# submissions from mount?



## Adam S (May 6, 2009)

Hi,

I've been training MMA (mainly focussed on ground work - submission grappling) for about 3 months. In our sparring sessions we don't use strikes yet as most of us are pretty new to training. I often find myself pulling guard as I know lots more submissions from there than mount, but due to the fact i'm pretty light if someone gets passed my guard and puts all their weight on me it takes most of the round to work back to a decent position. Basically wondered if anyone knows any decent subs from mount so I can be more effective when I get it? any thing other than armbar and gogoplata from mount...?

Thanks


----------



## danbar (Apr 14, 2009)

from mount you can achieve a wrist lock, knee on sternum and pull head up. forearm choke. Strangle him (jokes) erm.... can't remember any more


----------



## tam (Jun 7, 2008)

From mount i like armbar, kimura, guillotine and last class i tried a triangle. I got it in but didnt get a tap coz he got out but something maybe worth trying.


----------



## Adam S (May 6, 2009)

cheers for the response. What kind of wristlock were you thinking? the one I know figure four (aka key lock, americana) we've only really been shown in side mount...but i suppose you could pull it off from mount but might leave you pretty open to a sweep

Is there a particular/effective way of pulling off the forearm choke? people go for them all the time at my club but never seen anyone tap to one as is too easy to sit it out or escape

thanks again


----------



## Adam S (May 6, 2009)

Tam if possible could you explain how you finish off a kimura from mount? do you have to spin to the side of them once you have it on?

also how do you set up your triangle from mount? I've tried it before but it was very messy!

cheers


----------



## tam (Jun 7, 2008)

Adam S said:


> Tam if possible could you explain how you finish off a kimura from mount?
> 
> also how do you set up your triangle from mount?


Kimura, what i do is set it up from mount and then move to side control to finish it. So get your arms in the right place in mount then use that as a distraction to get to side control and then finish.

Triangle, i watched this video then tried it in class. The most important part i found was lifting the head as soon as you get your leg past their arm, as this causes a distraction so they cant think about what you are doing with your leg.


----------



## Adam S (May 6, 2009)

cheers for the advice,

will definately give them a try next week!


----------



## toxo (Mar 11, 2008)

you can get pretty much get any sub from mount. you should use the low mount if your going for subs really the high mount with your knee's up in his armpits is only really good for mma . i consider the high mount a sub. if someone gets a high mount on me in rolling becasue in a proper mma fighter your going to get pounded out.


----------



## theheft (Mar 10, 2009)

Armbars, keylocks, figure 4 armlocks, gogoplatas (my favourite but easy to counter...), triangles, neck cranks theres loads.

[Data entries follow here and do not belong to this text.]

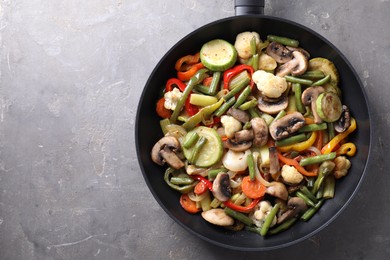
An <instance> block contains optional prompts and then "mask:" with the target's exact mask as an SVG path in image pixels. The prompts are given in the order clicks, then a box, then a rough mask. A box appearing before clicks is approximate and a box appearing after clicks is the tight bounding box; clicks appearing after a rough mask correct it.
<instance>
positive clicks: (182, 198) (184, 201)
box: [180, 194, 200, 214]
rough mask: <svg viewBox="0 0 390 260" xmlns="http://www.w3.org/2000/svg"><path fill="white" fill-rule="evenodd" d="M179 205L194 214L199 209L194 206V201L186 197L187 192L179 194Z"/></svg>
mask: <svg viewBox="0 0 390 260" xmlns="http://www.w3.org/2000/svg"><path fill="white" fill-rule="evenodd" d="M180 205H181V206H182V207H183V209H184V210H185V211H187V212H188V213H191V214H195V213H197V212H199V211H200V209H199V208H197V207H196V202H195V201H192V200H191V199H190V197H188V194H182V195H181V196H180Z"/></svg>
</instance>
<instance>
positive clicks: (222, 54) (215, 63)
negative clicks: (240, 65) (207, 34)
mask: <svg viewBox="0 0 390 260" xmlns="http://www.w3.org/2000/svg"><path fill="white" fill-rule="evenodd" d="M200 60H201V61H202V63H203V65H204V66H205V67H206V68H208V69H209V70H212V71H224V70H227V69H229V68H231V67H232V66H233V65H234V64H235V63H236V60H237V51H236V49H235V48H234V46H233V45H232V44H231V43H229V42H227V41H225V40H221V39H215V40H212V41H209V42H207V43H205V44H203V46H202V48H201V49H200Z"/></svg>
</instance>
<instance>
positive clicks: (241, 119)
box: [226, 108, 250, 124]
mask: <svg viewBox="0 0 390 260" xmlns="http://www.w3.org/2000/svg"><path fill="white" fill-rule="evenodd" d="M226 113H227V114H228V115H229V116H232V117H234V118H235V119H237V120H238V121H240V122H241V123H244V124H245V123H246V122H248V121H249V119H250V117H249V114H248V113H247V112H245V111H243V110H241V109H237V108H230V109H229V110H228V111H227V112H226Z"/></svg>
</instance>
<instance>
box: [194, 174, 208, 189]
mask: <svg viewBox="0 0 390 260" xmlns="http://www.w3.org/2000/svg"><path fill="white" fill-rule="evenodd" d="M190 177H191V178H193V179H195V180H198V181H201V182H203V183H204V184H205V185H206V186H207V188H208V189H209V190H210V191H213V183H212V182H211V181H209V180H208V179H206V178H205V177H203V176H200V175H190Z"/></svg>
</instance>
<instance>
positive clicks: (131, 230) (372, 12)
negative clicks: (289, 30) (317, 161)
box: [0, 0, 390, 260]
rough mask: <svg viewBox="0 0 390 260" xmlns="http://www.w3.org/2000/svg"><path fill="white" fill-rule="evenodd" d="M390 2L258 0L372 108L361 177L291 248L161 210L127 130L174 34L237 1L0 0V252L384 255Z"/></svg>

I prefer to fight from inside my guard as well, I can control the other guy a lot easier than when im on top, however you score points from getting into mount in sub grap comps and getting into mount in MMA usually means your going to score a TKO.

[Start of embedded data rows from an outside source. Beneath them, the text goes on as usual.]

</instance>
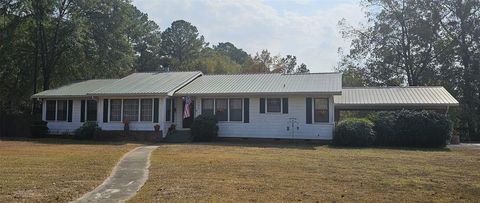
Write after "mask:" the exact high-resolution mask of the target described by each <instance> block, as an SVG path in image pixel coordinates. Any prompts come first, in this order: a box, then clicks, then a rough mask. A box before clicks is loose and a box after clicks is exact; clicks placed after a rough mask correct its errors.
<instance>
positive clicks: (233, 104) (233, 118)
mask: <svg viewBox="0 0 480 203" xmlns="http://www.w3.org/2000/svg"><path fill="white" fill-rule="evenodd" d="M230 121H242V99H230Z"/></svg>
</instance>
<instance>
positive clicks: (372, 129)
mask: <svg viewBox="0 0 480 203" xmlns="http://www.w3.org/2000/svg"><path fill="white" fill-rule="evenodd" d="M372 128H373V123H372V122H371V121H369V120H368V119H365V118H349V119H345V120H343V121H341V122H339V123H338V124H337V126H336V128H335V135H334V137H333V142H334V143H335V144H336V145H340V146H369V145H371V144H372V143H373V141H374V139H375V135H374V133H373V129H372Z"/></svg>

We were practicing defending the mount last night actually, first just defending sub attepts and trying to get the guy off, then with the guy striking as well...Striking turns it into a totally different ball game, as you would expect, its a horrible position to be in to say the least.


----------



## Adam S (May 6, 2009)

Thanks for all the responses/advice

also found knuckle choke (no-gi version of ezekiel i think)











not sure how easy it'll be to get on correct but if they try to block it with their arm can switch to head and arm triangle anyway


----------



## scullcrusher (Nov 10, 2009)

tam said:


> Kimura, what i do is set it up from mount and then move to side control to finish it. So get your arms in the right place in mount then use that as a distraction to get to side control and then finish.
> 
> Triangle, i watched this video then tried it in class. The most important part i found was lifting the head as soon as you get your leg past their arm, as this causes a distraction so they cant think about what you are doing with your leg.

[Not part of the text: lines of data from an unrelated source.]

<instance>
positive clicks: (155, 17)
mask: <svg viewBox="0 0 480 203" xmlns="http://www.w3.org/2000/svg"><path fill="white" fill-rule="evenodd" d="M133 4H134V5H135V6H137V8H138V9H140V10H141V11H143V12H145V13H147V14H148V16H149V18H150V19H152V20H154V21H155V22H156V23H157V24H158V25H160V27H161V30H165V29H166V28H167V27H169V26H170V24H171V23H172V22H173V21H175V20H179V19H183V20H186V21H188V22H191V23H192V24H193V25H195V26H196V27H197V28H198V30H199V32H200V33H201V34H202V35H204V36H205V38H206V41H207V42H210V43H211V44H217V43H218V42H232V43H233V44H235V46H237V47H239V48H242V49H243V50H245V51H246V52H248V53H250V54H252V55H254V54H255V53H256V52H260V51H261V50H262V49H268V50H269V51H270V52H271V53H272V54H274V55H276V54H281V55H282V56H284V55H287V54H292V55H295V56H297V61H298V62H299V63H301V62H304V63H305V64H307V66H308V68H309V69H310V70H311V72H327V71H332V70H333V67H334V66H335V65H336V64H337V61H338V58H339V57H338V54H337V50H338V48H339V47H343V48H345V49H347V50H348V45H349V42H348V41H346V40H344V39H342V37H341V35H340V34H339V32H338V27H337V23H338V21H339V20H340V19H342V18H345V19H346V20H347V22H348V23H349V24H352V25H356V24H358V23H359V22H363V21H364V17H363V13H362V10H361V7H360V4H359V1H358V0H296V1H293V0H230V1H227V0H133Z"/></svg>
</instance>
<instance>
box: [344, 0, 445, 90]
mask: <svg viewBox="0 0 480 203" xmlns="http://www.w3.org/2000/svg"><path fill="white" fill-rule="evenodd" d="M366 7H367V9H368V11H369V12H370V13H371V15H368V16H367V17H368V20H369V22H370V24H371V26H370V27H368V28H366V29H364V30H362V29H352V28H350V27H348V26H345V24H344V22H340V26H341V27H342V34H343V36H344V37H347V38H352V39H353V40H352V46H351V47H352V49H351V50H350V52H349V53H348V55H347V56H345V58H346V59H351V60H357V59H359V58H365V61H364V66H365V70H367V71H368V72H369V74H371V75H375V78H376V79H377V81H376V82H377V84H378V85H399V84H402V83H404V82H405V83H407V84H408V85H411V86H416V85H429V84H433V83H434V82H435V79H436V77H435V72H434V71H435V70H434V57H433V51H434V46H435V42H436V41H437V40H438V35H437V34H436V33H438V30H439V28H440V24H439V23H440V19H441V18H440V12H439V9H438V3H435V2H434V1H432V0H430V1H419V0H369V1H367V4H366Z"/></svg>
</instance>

Thats sound, got my mate init at the gym today. Its easy! nice1 :thumb


----------



## Si-K (Jul 23, 2007)

just seen this link - if your fighting a big lad - a can opner still works - just pull their heads into their own chest and puuuuullllll...if they do not tap people normally at least leave something out for you.


----------



## joeedoom (Jul 31, 2009)

Si-K said:


> just seen this link - if your fighting a big lad - a can opner still works - just pull their heads into their own chest and puuuuullllll...if they do not tap people normally at least leave something out for you.


normally open guard and swival of the hips allowing you to pass guard


----------



## leeoliber (Jul 2, 2011)

Mate, its totally different if you are wearing Gi or something else.. You can innovate whatever you have.


----------



## ewrayzor (Jun 19, 2010)

difficult to get any decent subs from there if you stay in mount. I use it mainly to score points before trying to set up head/arm choke, kimura.


----------



## theheft (Mar 10, 2009)

I use mount purely as a point scoring mechanic in comps, hit the mount get the points and flip straight back to side control, it's a much more stable position IMO and there are more attaking options from there. This is from a purely sub grappling perspective, MMA with strikes added into the mix is different.


----------



## rodgerMG (Feb 22, 2010)

Got to youtube and type (trainfightwin mount chain attacks) and your be well away.


----------



## munkiman (Dec 16, 2011)

Arm triangle is a great sub to do from the mount. Fairly high % especially you're rolling with other white belts.


----------



## munkiman (Dec 16, 2011)

Check out this thread on washing your gi *http://tinyurl.com/bqr5b8g]*


----------



## Agentman (Jul 1, 2010)

Whilst you might get the arm triangle from mount you generally have to move to side control to finish it. You just dont get the leverage if you stay in mount where as side control allows you to get up onto your toes and put your body weight into it.

Mount isnt the best position for submissions and the majority of those you start from mount require you to make a transition elsewhere to finish. Guillotine from mount is very difficult to make work, can opener and many other neck cranks arent allowed in some comps and tend not to work against anyone with decent flexibility, triangle again is difficult to set up and then generally requires you to roll to your back to finish, Kimura and arm-triangle needs you to move to side control and is easier to pull off if youre already in side control before going for the move rather than the other way round.

Side control is easily the more dominant position in my opinion, not just for subs but also for striking and ground control.


----------